SQLI posts H1 2021 results in line with its guidance
European digital services group SQLI today announced its results for the first half of 2021, which were approved by the Board of Directors, chaired by Philippe Donche-Gay.
The statutory auditors performed the limited review procedures. The interim financial report will be published on 24 September 2021.
With H1 revenues up 3.3% and a current operating margin up 2.2 points, SQLI is in line with its annual targets. The Group is therefore able to confirm its trajectory for the year as a whole.
Growth of 3.3% in revenues, thanks to the recovery in France and continued international growth
The Group posted consolidated revenues of €113.8m in H1 2021, an increase of 3.3%, of which +1.5% at constant scope and exchange rates.SQLI’s activity in France rallied sharply in Q2 2021 (+20%), offsetting the decline recorded in Q1 2021 (-16%). This performance was the result of the successful redeployment of talent on high value-added projects and the improvement in the activity rate (+7 points in 1 year to 79%).
Internationally, growth (+8.4%) was all the more remarkable as the Group had already recorded growth in activity in H1 2020 (+6% in organic terms) despite the start of the sanitary crisis. All countries saw growth in the first six months of 2021, except Germany.
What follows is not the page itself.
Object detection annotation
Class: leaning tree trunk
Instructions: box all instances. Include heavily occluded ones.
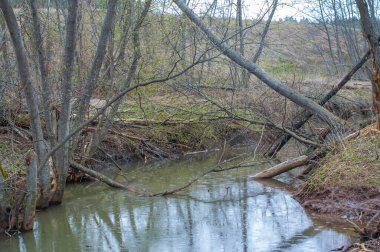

Increase of 2.2 points in current operating margin
Thanks to growth in activity, combined with the improvement in the activity rate and the increased use of Service Centres, the current operating margin began to recover, representing 5.8% of revenues in H1 2021, an increase of 2.2 points, compared with H1 2020. With current operating income of €6.6m, SQLI wiped out the impact of the 2020 crisis and resumed an upward trend in its profitability, above that of 2019.
After taking into account other operating income and expenses (-€0.9m), the operating income (EBIT) came in at €5.7m versus €4.6m the previous year.Thanks to a controlled cost of net financial debt (€1.4m) and a tax charge of €1.5m (€3.0m in H1 2020 related to the cancellation of deferred taxes), the Group generated a net profit of €2.8m, an increase of €2.3m.
Debt ratios hold up well
Despite the impact of growth and seasonality on working capital (including client accounts receivable up in days of sales) and some one-off effects on cash at the end of June (€29.1m versus €39.8m at end-December 2020), SQLI continued to deleverage during H1 (gross financial debt of €50.2m versus €55.5m at end-2020).
Thus, mid-year, the Group’s net financial debt, excluding lease liabilities (IFRS 16)(2), was €21.1m or 22% of equity (€98.3m) and 1.8x EBITDA for the past 12 months.In addition, the Group does not use factoring and therefore has funding reserves of more than €10 million.
Confirmation of targets for 2021
Following this positive start to the year, SQLI aims to generate growth in consolidated revenues over the year as a whole and to improve its annual consolidated operating margin by 2 points (3.4% in 2020).
Proposed tender offer
DBAY Advisors, SQLI’s reference shareholder since December 2021 (with 28.6% of the share capital), has announced its intention to acquire all SQLI shares through a cash tender offer at €30 per share. In this regard, SQLI and DBAY Advisors have entered into an agreement (Tender Offer Agreement) defining the terms and conditions of this operation (see press release published today).
SQLI will announce its Q3 2021 revenues on 26 October 2021 after close of trading..
(1) EBITDA = earnings before interest, tax, depreciation and amortisation (excl. IFRS 16).
(2) Lease liabilities due over more than one year amounted to €15.5m, while those due in less than one year came to €8.1m.